Luca Gherardini among the authors of a study on AI and Parkinson’s disease genetics
AI predicts GBA1 mutations in Parkinson’s disease
The article “Artificial Intelligence Predicts GBA1 Mutated Status in Parkinson’s Disease Patients”, co-authored by Luca Gherardini (PhD Student in the Computational Intelligence Team, Sano), presents an innovative approach using artificial intelligence to predict GBA1 mutations in Parkinson’s disease patients. The study explores how machine learning models can leverage clinical and demographic data to support early identification of genetic risk factors in PD.

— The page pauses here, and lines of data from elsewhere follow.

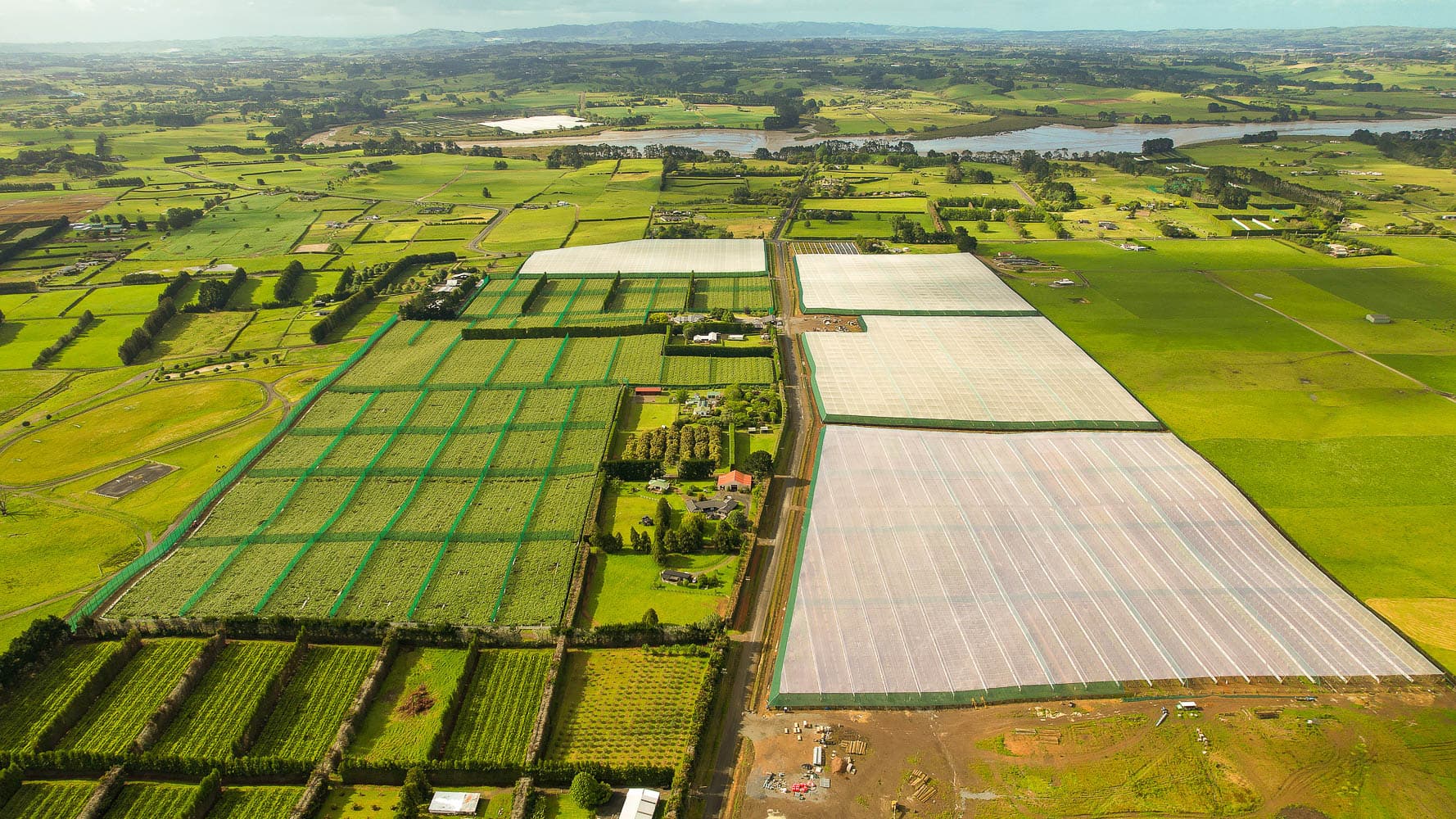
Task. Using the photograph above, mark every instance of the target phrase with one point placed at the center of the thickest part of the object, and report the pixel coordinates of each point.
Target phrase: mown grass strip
(404, 506)
(540, 488)
(465, 509)
(565, 310)
(344, 505)
(211, 581)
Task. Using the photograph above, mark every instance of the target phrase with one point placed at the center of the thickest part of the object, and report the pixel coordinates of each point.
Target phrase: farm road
(782, 518)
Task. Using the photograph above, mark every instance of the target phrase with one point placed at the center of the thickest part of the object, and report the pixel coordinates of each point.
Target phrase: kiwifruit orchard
(1023, 430)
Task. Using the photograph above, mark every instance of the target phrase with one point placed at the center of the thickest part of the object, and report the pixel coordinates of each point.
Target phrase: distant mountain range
(645, 33)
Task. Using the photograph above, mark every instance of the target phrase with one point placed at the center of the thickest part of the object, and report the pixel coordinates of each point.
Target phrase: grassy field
(536, 229)
(406, 714)
(47, 799)
(1331, 445)
(124, 707)
(623, 586)
(138, 423)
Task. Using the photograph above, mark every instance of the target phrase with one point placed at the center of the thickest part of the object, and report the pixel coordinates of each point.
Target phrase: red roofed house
(735, 482)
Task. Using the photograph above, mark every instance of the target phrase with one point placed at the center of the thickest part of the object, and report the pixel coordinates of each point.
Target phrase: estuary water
(1128, 138)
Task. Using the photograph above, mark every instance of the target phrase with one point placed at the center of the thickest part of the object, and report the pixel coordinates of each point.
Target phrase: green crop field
(47, 799)
(408, 713)
(310, 708)
(426, 484)
(151, 800)
(123, 708)
(625, 706)
(31, 707)
(255, 802)
(500, 707)
(215, 716)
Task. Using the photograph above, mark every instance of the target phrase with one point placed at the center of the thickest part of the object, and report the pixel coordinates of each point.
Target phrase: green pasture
(531, 229)
(1331, 445)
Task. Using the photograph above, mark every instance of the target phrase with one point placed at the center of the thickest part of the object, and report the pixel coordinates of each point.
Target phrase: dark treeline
(1435, 147)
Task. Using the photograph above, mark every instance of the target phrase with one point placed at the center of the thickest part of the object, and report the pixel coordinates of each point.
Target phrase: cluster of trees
(287, 282)
(383, 280)
(430, 305)
(56, 161)
(1222, 179)
(689, 536)
(414, 793)
(44, 356)
(911, 232)
(177, 218)
(33, 649)
(140, 338)
(1259, 138)
(829, 215)
(215, 293)
(1435, 147)
(29, 242)
(589, 792)
(675, 443)
(788, 112)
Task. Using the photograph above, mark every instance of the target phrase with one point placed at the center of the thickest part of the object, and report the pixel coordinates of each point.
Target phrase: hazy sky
(50, 20)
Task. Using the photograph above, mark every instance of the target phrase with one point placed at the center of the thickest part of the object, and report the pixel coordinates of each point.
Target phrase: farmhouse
(641, 803)
(454, 803)
(715, 509)
(735, 482)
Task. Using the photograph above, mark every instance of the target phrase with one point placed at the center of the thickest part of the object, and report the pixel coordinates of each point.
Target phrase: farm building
(974, 372)
(653, 257)
(947, 566)
(641, 803)
(715, 509)
(938, 283)
(454, 803)
(735, 482)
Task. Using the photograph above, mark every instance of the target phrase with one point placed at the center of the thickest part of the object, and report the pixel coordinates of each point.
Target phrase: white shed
(641, 803)
(454, 803)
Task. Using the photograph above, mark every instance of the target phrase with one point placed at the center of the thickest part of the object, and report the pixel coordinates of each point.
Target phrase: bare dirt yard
(1264, 751)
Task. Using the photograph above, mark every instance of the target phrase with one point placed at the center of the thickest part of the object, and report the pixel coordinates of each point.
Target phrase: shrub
(589, 793)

About GBA1 and Parkinson’s Disease: Understanding the Genetic Risk
GBA1 is one of the major genetic risk factors for Parkinson’s disease, contributing to 5–30% of PD cases, depending on the population and age at onset. Accurate assessment of a patient’s GBA1 status is critical, as it can inform personalized treatment strategies and guide targeted genetic screening, helping clinicians identify patients at higher risk and plan appropriate interventions.

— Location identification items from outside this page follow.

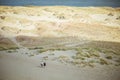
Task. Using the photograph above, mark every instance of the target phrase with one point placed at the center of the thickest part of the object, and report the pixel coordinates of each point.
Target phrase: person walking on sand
(44, 64)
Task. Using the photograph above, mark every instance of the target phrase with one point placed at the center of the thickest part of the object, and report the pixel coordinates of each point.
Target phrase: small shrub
(102, 61)
(31, 55)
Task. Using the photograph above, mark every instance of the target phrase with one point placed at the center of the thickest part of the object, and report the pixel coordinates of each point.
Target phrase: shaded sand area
(77, 43)
(20, 67)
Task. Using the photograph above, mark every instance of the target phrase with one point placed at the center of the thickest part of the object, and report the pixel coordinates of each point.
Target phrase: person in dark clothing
(44, 64)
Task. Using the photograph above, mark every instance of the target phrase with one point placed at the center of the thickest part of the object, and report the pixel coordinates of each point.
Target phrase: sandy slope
(21, 67)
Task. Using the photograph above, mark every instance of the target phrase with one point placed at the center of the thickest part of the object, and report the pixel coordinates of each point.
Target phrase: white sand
(15, 66)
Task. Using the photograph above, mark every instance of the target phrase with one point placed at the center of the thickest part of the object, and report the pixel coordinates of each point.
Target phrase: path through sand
(21, 67)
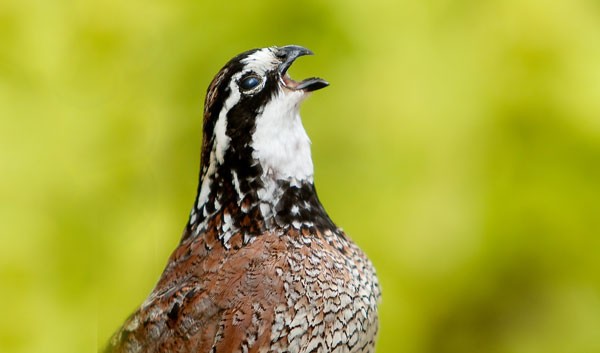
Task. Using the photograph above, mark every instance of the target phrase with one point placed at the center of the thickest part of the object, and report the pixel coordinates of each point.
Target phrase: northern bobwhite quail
(260, 266)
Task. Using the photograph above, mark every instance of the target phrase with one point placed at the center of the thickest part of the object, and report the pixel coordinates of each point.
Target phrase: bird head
(257, 170)
(251, 115)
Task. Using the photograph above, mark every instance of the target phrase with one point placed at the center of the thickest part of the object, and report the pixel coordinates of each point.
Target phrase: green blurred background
(458, 144)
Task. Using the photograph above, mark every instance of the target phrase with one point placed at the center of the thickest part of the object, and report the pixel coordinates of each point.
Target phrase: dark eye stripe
(250, 82)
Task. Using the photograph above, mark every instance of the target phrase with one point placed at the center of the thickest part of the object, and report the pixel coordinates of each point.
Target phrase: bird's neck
(243, 200)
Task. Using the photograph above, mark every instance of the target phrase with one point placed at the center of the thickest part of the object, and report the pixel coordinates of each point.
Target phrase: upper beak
(288, 55)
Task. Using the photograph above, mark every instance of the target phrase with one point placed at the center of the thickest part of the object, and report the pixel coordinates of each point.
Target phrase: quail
(260, 266)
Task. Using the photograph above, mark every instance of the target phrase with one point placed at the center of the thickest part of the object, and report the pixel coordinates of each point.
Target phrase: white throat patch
(280, 142)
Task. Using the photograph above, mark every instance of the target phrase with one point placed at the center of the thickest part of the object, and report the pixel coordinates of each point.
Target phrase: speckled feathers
(260, 267)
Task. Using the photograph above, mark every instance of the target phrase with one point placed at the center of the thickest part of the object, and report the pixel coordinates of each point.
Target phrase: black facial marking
(236, 180)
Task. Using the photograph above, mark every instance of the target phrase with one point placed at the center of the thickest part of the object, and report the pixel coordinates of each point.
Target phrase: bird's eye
(250, 82)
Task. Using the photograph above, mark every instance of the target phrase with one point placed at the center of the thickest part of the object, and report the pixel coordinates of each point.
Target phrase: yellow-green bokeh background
(458, 144)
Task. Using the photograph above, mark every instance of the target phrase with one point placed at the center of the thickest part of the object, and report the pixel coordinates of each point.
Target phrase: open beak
(288, 55)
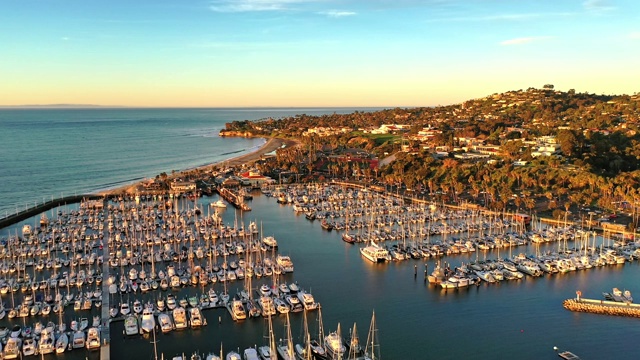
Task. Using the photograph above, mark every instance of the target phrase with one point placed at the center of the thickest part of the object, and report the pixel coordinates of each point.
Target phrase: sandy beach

Machine Learning Approach: Leveraging Clinical Features for Prediction
The researchers developed a machine learning model based on five key clinical features, selected for their high predictive value:
- Family history – a strong indicator of inherited risk
 
- Cognitive test scores (MDS-UPDRS 1.1) – measuring cognitive function
 
- Motor impairment scores (MDS-UPDRS 3.8a, 3.8b, and rigidity subscore) – capturing motor deficits typical in PD
 
The model achieved 73% overall accuracy, reaching 94% in patients with high SHAP confidence levels, demonstrating the potential of AI to assist clinicians in pre-test estimation of genetic risk. This approach highlights the efficiency of using targeted clinical data to make actionable predictions in real-world healthcare settings.
Impact: Toward AI-Enhanced Personalized Care in Parkinson’s Disease
This study emphasizes the potential of AI-driven predictive models to support targeted genetic screening, particularly in clinical environments with limited resources. By combining clinical data with machine learning, researchers are paving the way for data-driven, personalized approaches in Parkinson’s care, which may improve patient outcomes and optimize resource allocation.